Robin performs "Diamonds Are a Girl's Best Friend" while rapidly changing drag personas, starting off as Carol Channing then transforming into Marlene Dietrich, Ethel Merman, Ella Fitzgerald, Pearl Bailey, and Bette Midler before concluding as Carol again. As an encore he performs "Give My Regards to Broadway" as Judy Garland. Robin is a triumph and books a regular slot at the club.

Liza enters the hospital to give birth; tragically, the baby is stillborn. She goes into a deep depression, calling Robin to tell him about the stillbirth and that she believes now that she is "the one born dead." Robin has Bob drive him to Canada to retrieve Liza. Together at his New York apartment, Liza remains completely withdrawn; Robin instructs Bob to get Liza ready for that night's show at the Jackrabbit.

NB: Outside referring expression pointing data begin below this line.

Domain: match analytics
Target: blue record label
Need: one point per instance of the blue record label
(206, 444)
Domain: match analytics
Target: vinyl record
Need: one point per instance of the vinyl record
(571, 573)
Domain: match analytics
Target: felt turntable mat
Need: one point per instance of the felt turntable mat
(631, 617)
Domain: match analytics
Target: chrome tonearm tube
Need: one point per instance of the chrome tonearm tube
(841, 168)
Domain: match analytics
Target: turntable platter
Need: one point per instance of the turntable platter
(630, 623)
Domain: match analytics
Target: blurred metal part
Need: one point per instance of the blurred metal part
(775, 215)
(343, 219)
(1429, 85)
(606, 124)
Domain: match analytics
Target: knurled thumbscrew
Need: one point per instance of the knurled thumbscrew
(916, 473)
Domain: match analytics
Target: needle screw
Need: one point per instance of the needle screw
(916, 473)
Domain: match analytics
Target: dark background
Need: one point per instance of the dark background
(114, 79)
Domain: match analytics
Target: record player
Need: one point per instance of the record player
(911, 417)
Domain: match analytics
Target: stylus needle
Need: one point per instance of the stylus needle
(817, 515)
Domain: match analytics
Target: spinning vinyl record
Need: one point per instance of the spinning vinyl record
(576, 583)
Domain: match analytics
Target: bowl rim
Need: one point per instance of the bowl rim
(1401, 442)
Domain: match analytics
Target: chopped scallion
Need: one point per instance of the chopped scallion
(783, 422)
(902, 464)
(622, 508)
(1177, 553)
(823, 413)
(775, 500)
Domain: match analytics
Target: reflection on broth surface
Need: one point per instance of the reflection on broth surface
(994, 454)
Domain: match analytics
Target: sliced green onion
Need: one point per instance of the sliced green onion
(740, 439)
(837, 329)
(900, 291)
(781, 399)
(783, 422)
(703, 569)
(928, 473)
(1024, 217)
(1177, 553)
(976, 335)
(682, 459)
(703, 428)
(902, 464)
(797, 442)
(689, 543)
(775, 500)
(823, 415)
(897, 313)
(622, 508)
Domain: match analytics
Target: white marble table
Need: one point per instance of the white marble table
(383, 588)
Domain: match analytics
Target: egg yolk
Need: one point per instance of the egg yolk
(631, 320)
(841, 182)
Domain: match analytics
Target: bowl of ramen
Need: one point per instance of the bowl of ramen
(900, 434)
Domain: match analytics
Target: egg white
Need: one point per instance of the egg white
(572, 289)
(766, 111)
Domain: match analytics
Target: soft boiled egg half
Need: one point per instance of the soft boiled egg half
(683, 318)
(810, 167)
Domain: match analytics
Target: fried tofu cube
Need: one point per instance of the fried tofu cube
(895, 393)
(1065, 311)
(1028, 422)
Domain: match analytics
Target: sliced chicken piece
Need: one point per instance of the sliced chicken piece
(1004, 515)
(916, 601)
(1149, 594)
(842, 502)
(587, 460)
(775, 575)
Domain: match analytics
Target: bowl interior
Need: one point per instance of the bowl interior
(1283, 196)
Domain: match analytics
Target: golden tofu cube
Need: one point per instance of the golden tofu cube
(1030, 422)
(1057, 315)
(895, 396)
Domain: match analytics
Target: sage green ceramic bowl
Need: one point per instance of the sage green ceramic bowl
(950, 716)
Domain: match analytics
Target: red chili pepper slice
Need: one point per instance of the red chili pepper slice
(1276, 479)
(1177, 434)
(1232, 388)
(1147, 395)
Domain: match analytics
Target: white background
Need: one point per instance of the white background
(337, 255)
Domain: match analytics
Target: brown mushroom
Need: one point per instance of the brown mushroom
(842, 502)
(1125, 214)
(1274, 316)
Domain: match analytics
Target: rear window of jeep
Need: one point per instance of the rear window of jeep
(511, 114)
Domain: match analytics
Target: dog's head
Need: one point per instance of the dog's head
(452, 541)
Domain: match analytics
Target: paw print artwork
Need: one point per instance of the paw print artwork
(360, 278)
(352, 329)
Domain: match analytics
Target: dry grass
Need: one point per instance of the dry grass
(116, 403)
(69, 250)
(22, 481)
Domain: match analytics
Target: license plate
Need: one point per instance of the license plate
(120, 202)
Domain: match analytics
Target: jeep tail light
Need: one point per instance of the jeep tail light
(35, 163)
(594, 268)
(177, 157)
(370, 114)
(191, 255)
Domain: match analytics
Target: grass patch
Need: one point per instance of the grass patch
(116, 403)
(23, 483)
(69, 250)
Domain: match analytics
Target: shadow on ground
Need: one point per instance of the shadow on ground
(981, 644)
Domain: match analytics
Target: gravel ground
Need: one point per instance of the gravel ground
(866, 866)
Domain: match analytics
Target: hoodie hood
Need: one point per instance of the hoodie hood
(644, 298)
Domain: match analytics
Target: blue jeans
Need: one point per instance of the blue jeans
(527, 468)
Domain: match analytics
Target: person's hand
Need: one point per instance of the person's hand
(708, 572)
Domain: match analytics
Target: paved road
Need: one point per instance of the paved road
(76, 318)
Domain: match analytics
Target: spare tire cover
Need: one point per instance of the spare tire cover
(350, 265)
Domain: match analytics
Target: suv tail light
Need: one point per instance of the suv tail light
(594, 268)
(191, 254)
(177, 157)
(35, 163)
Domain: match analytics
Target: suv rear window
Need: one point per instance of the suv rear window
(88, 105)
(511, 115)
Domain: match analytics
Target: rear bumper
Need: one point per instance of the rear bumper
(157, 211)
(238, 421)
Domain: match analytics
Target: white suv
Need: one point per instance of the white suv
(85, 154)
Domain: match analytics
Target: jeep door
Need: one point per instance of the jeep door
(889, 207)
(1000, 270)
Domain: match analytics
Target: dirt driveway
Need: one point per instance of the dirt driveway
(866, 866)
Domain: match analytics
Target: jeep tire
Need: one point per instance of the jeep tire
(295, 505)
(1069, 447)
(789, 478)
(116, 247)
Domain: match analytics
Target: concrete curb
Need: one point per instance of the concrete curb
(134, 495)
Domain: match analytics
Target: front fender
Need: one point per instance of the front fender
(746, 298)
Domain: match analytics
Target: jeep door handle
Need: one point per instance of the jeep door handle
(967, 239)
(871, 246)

At the club Robin performs as Peggy Lee, singing "It Ain't Easy" in this crazy world. Liza slowly begins to respond to her surroundings. Following the number, back in Robin's dressing room, Liza expresses how depressed and dead she feels. Robin assures her that she's alive, just crazy, and so is he, and that they need to embrace their madness. At first reluctant, she begins to smile and agree; Robin then pulls her out to the dance floor where they join the rest of the performers and patrons.

==Cast==
- Craig Russell as Robin Turner
- Hollis McLaren as Liza Connors
- Richert Easley as Perry
- Allan Moyle as Martin
- David McIlwraith as Bob
- Gerry Salsberg as Jason
- Andrée Pelletier as Anne
- Helen Shaver as Jo
- Martha Gibson as Nurse Carr
- Helen Hughes as Mrs. Connors
- Jonah Royston as Dr. Beddoes
- Richard Moffatt as Stewart
- David Woito as Hustler
- Rusty Ryan as Jimmy
- Trevor Bryan as Miss Montego Bay
- Michael Ironside as Drunk

==Awards==
The film was entered into the 28th Berlin International Film Festival, where Craig Russell won the Silver Bear for Best Actor. It received several Canadian Film Award nominations at the 28th Canadian Film Awards in 1977, including for Best Picture, Best Actor (Russell) and Best Actress (McLaren).

==Musical adaptation==
Written by Brad Fraser and Joey Miller, the musical adaptation by Canadian Stage in 2000 cast Thom Allison as Robin Turner and Loretta Bailey as Liza Conners. One key change in the musical version was that Allison's multiracial heritage enabled Fraser and Miller to add Billie Holiday and Diana Ross to Robin Turner's repertoire of impersonations, thus allowing them to put a different spin on the character without entirely abandoning the original source material. The cast also included Tamara Bernier, Karen LeBlanc, Tim Howar and Ed Sahely.